Cognitive behavioral treatment is renowned as one of the best psychotherapeutic interventions for drug and substance abuse. This kind of therapy has proved to be eminently effective as they are compatible with a range of pharmacotherapies. Moreover, cognitive behavioral therapy not only fosters but enhances the efficacy of pharmacotherapy. Cognitive behavioral treatment theorizes behavior as being directly influenced by cognitive processes. This approach focuses on modifying an addict’s irrational thoughts and negative attitude towards life. Cognitive behavior therapy serves as a fundamental tool used to prevent the progression of a lapse to a full-blown alcohol addiction (McCrady 235). This therapy employs different approaches such as; promotion of non-drug activities and relaxation trainings. Cognitive behavioral treatment is thereby recognized as an effective form of psychosocial treatment for alcohol and substance abuse.

Motivational interviewing involves vigorous counseling in an attempt to initiate behavior change that would ultimately befit the addict. This is a client-centered approach that has proved to be effective in reducing drug and alcohol abuse by the clients. According to research, motivational interviewing assists drug addicts to explore and resolve their ambivalence on alcohol and substance abuse (Wagner 168). Additionally, this approach enables the addicts to adapt to positive psychological and behavioral changes (Satre et al. 571). According to several research studies, at least 32 motivational interview trials have effectively enabled addicts to adhere to the prescribed treatment measures. However, motivational interviewing works best in conjunction to other psychosocial interventions (Wagner 166).

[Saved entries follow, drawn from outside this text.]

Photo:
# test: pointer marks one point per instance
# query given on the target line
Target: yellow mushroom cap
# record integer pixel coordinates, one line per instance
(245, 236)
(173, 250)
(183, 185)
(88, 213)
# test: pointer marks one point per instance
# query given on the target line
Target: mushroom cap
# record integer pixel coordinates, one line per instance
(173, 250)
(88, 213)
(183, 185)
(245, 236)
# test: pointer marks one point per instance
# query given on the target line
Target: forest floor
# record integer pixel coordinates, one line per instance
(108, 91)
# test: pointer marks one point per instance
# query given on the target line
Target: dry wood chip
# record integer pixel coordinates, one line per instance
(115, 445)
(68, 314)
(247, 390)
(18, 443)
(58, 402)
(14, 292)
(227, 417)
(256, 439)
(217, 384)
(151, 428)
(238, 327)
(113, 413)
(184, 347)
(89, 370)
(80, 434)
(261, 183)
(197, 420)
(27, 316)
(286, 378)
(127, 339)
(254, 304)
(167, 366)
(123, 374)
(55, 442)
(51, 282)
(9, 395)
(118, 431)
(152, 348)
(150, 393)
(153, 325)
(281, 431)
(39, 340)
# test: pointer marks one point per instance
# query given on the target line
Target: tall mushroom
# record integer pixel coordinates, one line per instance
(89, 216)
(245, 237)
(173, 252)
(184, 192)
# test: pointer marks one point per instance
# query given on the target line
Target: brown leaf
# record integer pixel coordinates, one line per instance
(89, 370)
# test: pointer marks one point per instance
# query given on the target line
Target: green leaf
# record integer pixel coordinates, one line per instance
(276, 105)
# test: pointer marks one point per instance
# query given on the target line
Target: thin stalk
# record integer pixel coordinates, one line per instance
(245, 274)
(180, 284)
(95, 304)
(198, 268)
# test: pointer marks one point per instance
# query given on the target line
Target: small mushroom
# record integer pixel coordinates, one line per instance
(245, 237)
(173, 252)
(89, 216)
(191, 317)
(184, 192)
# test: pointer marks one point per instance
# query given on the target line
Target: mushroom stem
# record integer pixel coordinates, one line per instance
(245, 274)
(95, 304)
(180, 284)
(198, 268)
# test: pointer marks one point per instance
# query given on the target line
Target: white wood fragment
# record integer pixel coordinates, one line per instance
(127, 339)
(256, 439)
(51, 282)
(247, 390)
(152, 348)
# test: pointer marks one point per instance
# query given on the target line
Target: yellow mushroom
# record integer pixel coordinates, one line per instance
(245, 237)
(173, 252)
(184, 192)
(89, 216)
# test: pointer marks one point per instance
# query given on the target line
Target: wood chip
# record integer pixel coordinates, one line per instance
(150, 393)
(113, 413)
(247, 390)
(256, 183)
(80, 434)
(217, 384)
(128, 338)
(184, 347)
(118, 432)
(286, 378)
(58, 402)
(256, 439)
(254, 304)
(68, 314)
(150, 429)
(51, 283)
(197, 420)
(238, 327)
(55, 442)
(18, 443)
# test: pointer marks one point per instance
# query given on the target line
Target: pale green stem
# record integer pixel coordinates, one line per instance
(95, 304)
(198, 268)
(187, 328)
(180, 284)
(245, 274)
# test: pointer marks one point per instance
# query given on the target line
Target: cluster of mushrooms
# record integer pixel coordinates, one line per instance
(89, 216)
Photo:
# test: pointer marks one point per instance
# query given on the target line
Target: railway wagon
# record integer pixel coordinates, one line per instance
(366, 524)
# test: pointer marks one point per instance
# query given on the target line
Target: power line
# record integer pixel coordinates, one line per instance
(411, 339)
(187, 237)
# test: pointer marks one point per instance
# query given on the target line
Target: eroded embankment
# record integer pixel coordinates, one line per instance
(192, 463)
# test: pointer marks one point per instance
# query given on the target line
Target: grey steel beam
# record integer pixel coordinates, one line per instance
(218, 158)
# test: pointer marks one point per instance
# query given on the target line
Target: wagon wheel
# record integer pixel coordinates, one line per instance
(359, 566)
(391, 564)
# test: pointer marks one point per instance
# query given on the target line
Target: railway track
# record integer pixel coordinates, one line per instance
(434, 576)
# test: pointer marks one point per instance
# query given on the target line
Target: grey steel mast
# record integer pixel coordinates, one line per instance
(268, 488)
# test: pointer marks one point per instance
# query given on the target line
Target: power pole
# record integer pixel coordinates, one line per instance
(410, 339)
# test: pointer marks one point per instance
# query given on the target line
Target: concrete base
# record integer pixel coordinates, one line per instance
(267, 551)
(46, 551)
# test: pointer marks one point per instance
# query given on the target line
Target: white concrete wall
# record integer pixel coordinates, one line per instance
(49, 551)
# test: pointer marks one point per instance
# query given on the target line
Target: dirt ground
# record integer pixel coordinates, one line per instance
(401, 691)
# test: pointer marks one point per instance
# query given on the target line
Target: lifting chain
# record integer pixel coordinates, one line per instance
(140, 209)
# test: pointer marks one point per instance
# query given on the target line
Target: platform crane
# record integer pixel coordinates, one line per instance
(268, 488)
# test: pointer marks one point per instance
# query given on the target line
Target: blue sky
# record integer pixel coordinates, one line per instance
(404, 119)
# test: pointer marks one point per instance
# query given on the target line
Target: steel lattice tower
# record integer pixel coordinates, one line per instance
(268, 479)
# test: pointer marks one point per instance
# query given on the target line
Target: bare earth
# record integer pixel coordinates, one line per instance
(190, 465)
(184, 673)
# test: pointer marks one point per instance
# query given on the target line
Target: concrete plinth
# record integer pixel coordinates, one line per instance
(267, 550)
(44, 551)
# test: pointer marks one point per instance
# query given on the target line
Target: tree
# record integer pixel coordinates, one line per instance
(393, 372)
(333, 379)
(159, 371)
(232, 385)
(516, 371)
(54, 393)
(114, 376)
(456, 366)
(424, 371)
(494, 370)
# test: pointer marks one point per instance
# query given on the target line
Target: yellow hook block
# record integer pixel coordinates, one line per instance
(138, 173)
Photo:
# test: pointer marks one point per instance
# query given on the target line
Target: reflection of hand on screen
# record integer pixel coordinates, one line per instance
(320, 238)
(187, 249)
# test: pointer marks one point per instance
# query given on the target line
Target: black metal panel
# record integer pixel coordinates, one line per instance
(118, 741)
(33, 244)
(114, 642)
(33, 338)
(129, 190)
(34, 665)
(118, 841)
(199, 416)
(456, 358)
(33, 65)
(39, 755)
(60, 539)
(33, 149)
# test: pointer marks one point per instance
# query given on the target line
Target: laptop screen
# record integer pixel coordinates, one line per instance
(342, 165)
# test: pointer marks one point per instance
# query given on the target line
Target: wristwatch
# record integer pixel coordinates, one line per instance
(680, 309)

It is evidently clear that most alcoholics have an underlying psychiatric problem that drives them into having uncontrolled and unlimited alcohol consumption. Thus, it is essentially vital for the medical practitioners to introduce psychological interventions alongside other medical treatments. Research has showed that alcohol abuse is largely associated with psychological problems such as low self-esteem and limited interpersonal skills. Psychological interventions may thereby bear fruits if the alcoholic victim changes his knowledge and attitude whist also attempting to overcome his/her personal and interpersonal deficits.

References

Argyriou, Evangelia, et al. “Age and impulsive behavior in drug addiction: A review of past research and future directions.” Pharmacology Biochemistry and Behavior (2017).

McCrady, Barbara S. “Alcohol Use Disorders: Treatment and Mechanisms of Change.” Treatments for Psychological Problems and Syndromes (2017): 235.

Rane, Anil, et al. “Psychosocial interventions for addiction-affected families in Low and Middle Income Countries: A systematic review.” Addictive Behaviors (2017).

Satre, Derek D., et al. “A randomized clinical trial of Motivational Interviewing to reduce alcohol and drug use among patients with depression.” Journal of consulting and clinical psychology 84.7 (2016): 571.

Sturm, Roland. “The effects of obesity, smoking, and drinking on medical problems and costs.”Health affairs (2017).

Wagner, Andrew J., et al. “Increasing follow-up outcomes of at-risk alcohol patients using motivational interviewing.” Journal of Trauma Nursing 23.3 (2016): 165-168.